Let us finish this post by automating the task of load-balancing between the several instances of the service. Nginx is a popular HTTP server and load balancer. To test load-balancing on my development box, I added the following to the local nginx configuration:
http {
upstream localhost {
server localhost:8000;
server localhost:8002;
}
server {
listen 8080;
location / {
proxy_pass http://localhost;
}
}
}
The above configuration basically means nginx will accept connections on port 8080 and forward those to one of the service instances running on port 8000 and 8002 of the same machine. The load-balancing method will be round-robin, which is the default.
Start two instances of the URL shortener, one on port 8000 and the other on 8002 and restart nginx.

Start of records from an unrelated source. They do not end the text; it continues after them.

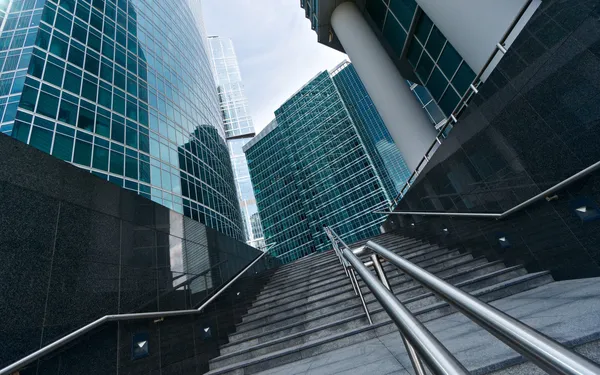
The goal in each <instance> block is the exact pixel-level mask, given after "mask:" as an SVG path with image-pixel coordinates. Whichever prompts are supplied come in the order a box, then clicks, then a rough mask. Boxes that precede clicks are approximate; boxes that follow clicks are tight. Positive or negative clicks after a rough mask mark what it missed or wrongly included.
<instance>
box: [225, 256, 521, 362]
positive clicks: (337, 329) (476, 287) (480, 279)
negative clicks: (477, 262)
mask: <svg viewBox="0 0 600 375" xmlns="http://www.w3.org/2000/svg"><path fill="white" fill-rule="evenodd" d="M525 273H526V271H525V269H524V268H523V267H521V266H515V267H511V268H506V269H502V270H499V271H496V272H493V273H490V274H487V275H483V276H477V277H475V278H473V279H471V280H467V281H463V282H461V283H459V284H457V285H456V286H457V287H458V288H461V289H462V290H464V291H466V292H470V291H473V290H477V289H481V288H484V287H487V286H491V285H494V284H497V283H500V282H503V281H506V280H509V279H511V278H515V277H518V276H522V275H523V274H525ZM395 295H396V296H397V297H398V298H399V299H400V300H401V301H402V302H403V303H404V304H405V305H406V306H407V307H408V308H409V309H411V310H413V309H415V308H418V307H419V305H416V304H413V305H411V303H413V302H414V301H418V300H419V299H427V298H431V296H432V294H431V293H430V292H428V291H426V290H422V293H421V296H414V295H412V294H411V295H406V291H399V292H397V293H395ZM371 297H372V298H371V300H374V297H373V296H372V294H371ZM365 298H367V296H365ZM435 301H436V302H437V301H439V300H435ZM377 309H379V305H378V304H377V306H376V307H373V305H372V304H370V305H369V310H370V311H378V310H377ZM366 323H367V319H366V316H365V315H364V314H359V315H356V316H352V317H349V318H346V319H342V320H341V321H339V322H332V323H329V324H325V325H323V326H318V327H314V328H312V329H306V330H301V329H296V330H292V331H288V332H287V335H283V334H281V333H279V332H278V333H279V334H275V335H260V336H257V337H253V338H249V339H247V340H245V341H241V342H237V343H230V344H228V345H226V346H223V347H221V355H225V354H229V353H233V352H238V351H240V350H249V349H251V348H253V347H255V346H256V345H259V344H260V347H266V346H268V345H270V344H269V343H274V344H277V345H282V348H283V347H285V345H288V346H291V345H294V342H297V341H298V340H300V339H302V340H305V342H306V341H310V340H312V339H315V338H319V337H325V336H327V335H330V334H336V333H339V332H342V331H344V330H346V329H350V328H349V327H354V328H357V327H359V326H361V325H362V324H366ZM269 339H270V340H269ZM286 340H287V341H286ZM290 340H291V341H290Z"/></svg>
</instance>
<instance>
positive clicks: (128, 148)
mask: <svg viewBox="0 0 600 375" xmlns="http://www.w3.org/2000/svg"><path fill="white" fill-rule="evenodd" d="M199 6H200V5H199V2H192V1H149V0H136V1H134V0H61V1H60V2H59V1H57V0H12V1H2V2H0V16H2V19H3V21H2V29H1V33H0V67H1V72H2V76H1V77H0V80H1V84H0V116H1V122H0V131H2V132H3V133H5V134H8V135H10V136H12V137H14V138H16V139H19V140H21V141H23V142H25V143H28V144H30V145H32V146H34V147H36V148H38V149H40V150H42V151H44V152H47V153H50V154H52V155H54V156H56V157H57V158H60V159H62V160H64V161H66V162H69V163H72V164H74V165H76V166H78V167H80V168H83V169H86V170H89V171H91V172H92V173H94V174H95V175H97V176H99V177H100V178H103V179H107V180H109V181H111V182H113V183H115V184H117V185H119V186H122V187H124V188H126V189H130V190H133V191H136V192H138V193H139V194H141V195H143V196H145V197H147V198H149V199H152V200H153V201H155V202H158V203H160V204H162V205H164V206H167V207H169V208H171V209H173V210H175V211H177V212H180V213H184V214H185V215H186V216H189V217H191V218H193V219H196V220H199V221H201V222H203V223H206V224H207V225H208V226H210V227H213V228H215V229H217V230H219V231H221V232H223V233H225V234H227V235H229V236H231V237H233V238H236V239H243V237H244V234H243V233H244V232H243V227H242V224H241V218H240V212H239V209H238V202H237V194H236V189H235V185H234V180H233V172H232V167H231V163H230V158H229V153H228V149H227V144H226V142H225V138H226V136H225V130H224V128H223V123H222V119H221V115H220V113H219V101H218V97H217V94H216V91H215V88H214V78H213V75H212V71H211V62H210V58H209V55H208V51H207V50H206V42H205V41H204V40H203V38H204V31H203V30H202V24H201V23H200V22H198V21H199V19H200V18H201V12H200V9H199ZM2 14H3V15H2Z"/></svg>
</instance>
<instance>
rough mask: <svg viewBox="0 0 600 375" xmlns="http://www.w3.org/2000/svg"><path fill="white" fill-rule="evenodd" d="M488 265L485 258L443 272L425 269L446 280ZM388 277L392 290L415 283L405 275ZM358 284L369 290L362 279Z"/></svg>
mask: <svg viewBox="0 0 600 375" xmlns="http://www.w3.org/2000/svg"><path fill="white" fill-rule="evenodd" d="M487 263H488V261H487V260H486V259H483V258H480V259H467V260H465V261H464V262H461V263H458V264H456V265H454V266H453V267H449V268H443V269H441V270H437V269H436V268H438V267H429V268H425V270H427V271H428V272H430V273H433V274H434V275H436V276H437V277H439V278H442V279H445V278H447V277H448V276H452V275H453V274H455V273H459V272H463V271H467V270H470V269H471V268H473V267H478V266H482V265H484V264H487ZM386 276H387V278H388V282H389V283H390V285H391V286H392V288H395V287H397V286H398V285H401V284H403V283H405V282H410V281H414V280H413V279H412V278H411V277H410V276H408V275H405V274H399V275H398V274H396V275H395V276H390V275H389V273H388V274H387V275H386ZM358 283H359V285H360V286H361V290H363V292H364V291H367V290H368V289H367V286H366V285H365V283H364V282H363V281H362V279H360V277H359V278H358ZM413 285H416V284H413Z"/></svg>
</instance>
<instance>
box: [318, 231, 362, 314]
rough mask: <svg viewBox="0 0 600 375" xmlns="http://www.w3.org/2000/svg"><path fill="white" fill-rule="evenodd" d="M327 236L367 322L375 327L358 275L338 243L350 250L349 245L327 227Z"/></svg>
mask: <svg viewBox="0 0 600 375" xmlns="http://www.w3.org/2000/svg"><path fill="white" fill-rule="evenodd" d="M325 234H327V237H329V241H330V242H331V245H332V246H333V251H335V254H336V255H337V256H338V258H339V260H340V264H341V265H342V267H343V268H344V272H345V273H346V276H348V278H349V279H350V283H351V284H352V289H353V290H354V294H356V295H357V296H358V297H359V298H360V301H361V304H362V306H363V309H364V310H365V315H366V316H367V320H368V321H369V324H370V325H373V320H372V319H371V313H370V312H369V308H368V307H367V303H366V302H365V298H364V296H363V294H362V290H361V289H360V284H359V283H358V280H357V279H356V274H355V273H354V269H353V268H352V265H351V264H350V263H349V262H348V261H347V260H346V259H345V258H344V256H343V254H342V250H341V249H340V247H339V245H338V242H339V243H341V244H342V246H343V247H344V249H349V247H348V245H346V243H345V242H344V241H343V240H342V239H341V238H340V236H338V235H337V234H336V233H335V232H334V231H333V230H332V229H331V228H328V227H325Z"/></svg>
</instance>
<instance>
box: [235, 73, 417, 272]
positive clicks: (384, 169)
mask: <svg viewBox="0 0 600 375" xmlns="http://www.w3.org/2000/svg"><path fill="white" fill-rule="evenodd" d="M275 117H276V119H275V120H274V121H273V122H271V123H270V124H269V125H268V126H267V127H266V128H265V129H264V130H263V131H262V132H260V133H259V134H258V135H257V136H256V137H255V138H254V139H252V140H251V141H250V142H249V143H248V144H246V146H244V151H245V152H246V158H247V160H248V166H249V169H250V176H251V179H252V184H253V186H254V193H255V196H256V201H257V205H258V209H259V213H260V217H261V220H262V225H263V232H264V237H265V242H266V243H273V244H274V245H273V246H272V248H271V253H272V254H273V255H274V256H277V257H279V259H281V260H282V261H283V262H291V261H293V260H295V259H298V258H300V257H302V256H305V255H308V254H310V253H312V252H318V251H326V250H328V249H329V248H330V245H329V242H328V239H327V235H326V234H325V232H324V231H323V226H331V227H332V228H333V229H334V230H335V231H336V232H337V233H338V234H340V235H341V236H342V238H344V239H345V240H346V241H348V242H355V241H358V240H360V239H363V238H366V237H369V236H373V235H375V234H377V233H379V225H380V223H381V222H382V220H383V219H384V217H382V215H379V214H374V213H373V211H377V210H380V209H383V208H385V207H386V206H387V205H388V204H389V201H390V199H391V198H393V197H394V196H395V193H396V189H397V186H399V184H400V183H403V182H404V181H405V180H406V178H408V170H407V168H406V165H405V163H404V161H403V160H402V157H401V156H400V153H399V151H398V149H397V147H396V146H395V145H394V143H393V141H392V140H391V137H390V135H389V134H388V133H387V130H386V128H385V125H384V124H383V121H382V120H381V118H380V117H379V115H378V113H377V111H376V110H375V109H374V107H373V103H372V102H371V100H370V98H369V96H368V95H367V93H366V91H365V90H364V87H362V83H361V82H360V80H359V79H358V76H357V74H356V71H355V70H354V68H353V67H352V65H350V64H349V63H343V64H341V65H340V66H338V67H337V68H335V69H334V70H333V71H332V72H322V73H320V74H318V75H317V76H316V77H315V78H313V79H312V80H311V81H310V82H308V83H307V84H306V85H305V86H304V87H303V88H301V89H300V90H299V91H298V92H297V93H296V94H294V95H293V96H292V97H291V98H290V99H288V100H287V101H286V102H285V103H284V104H283V105H282V106H281V107H280V108H279V109H277V110H276V111H275Z"/></svg>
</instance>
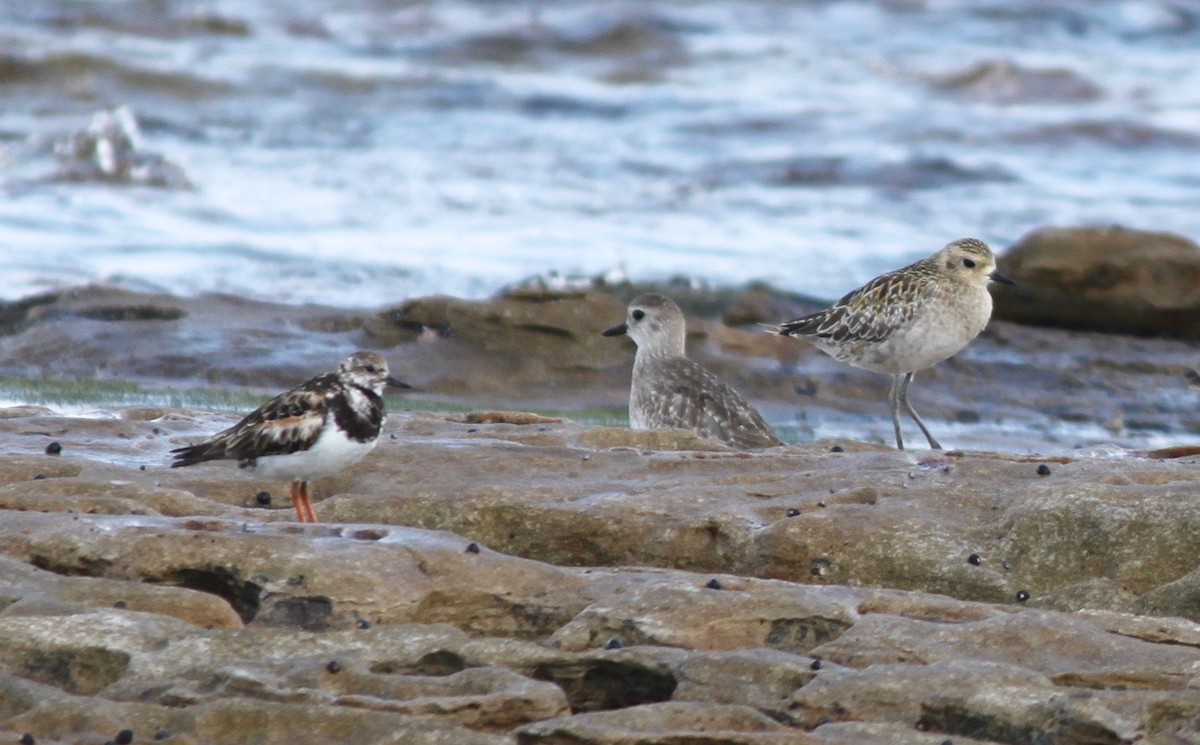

The calls for POST http://localhost:8080
and GET http://localhost:8080/:hash
will be distributed between the two instances by nginx. To scale the service, start new instances
and add them to the upstream
configuration.
Spark provides a simple and clean interface for writing HTTP based services that can be easily integrated with any language running on the JVM. Adding a functional wrapper on top of its basic interface definitely makes it more appealing for server-side development in Clojure.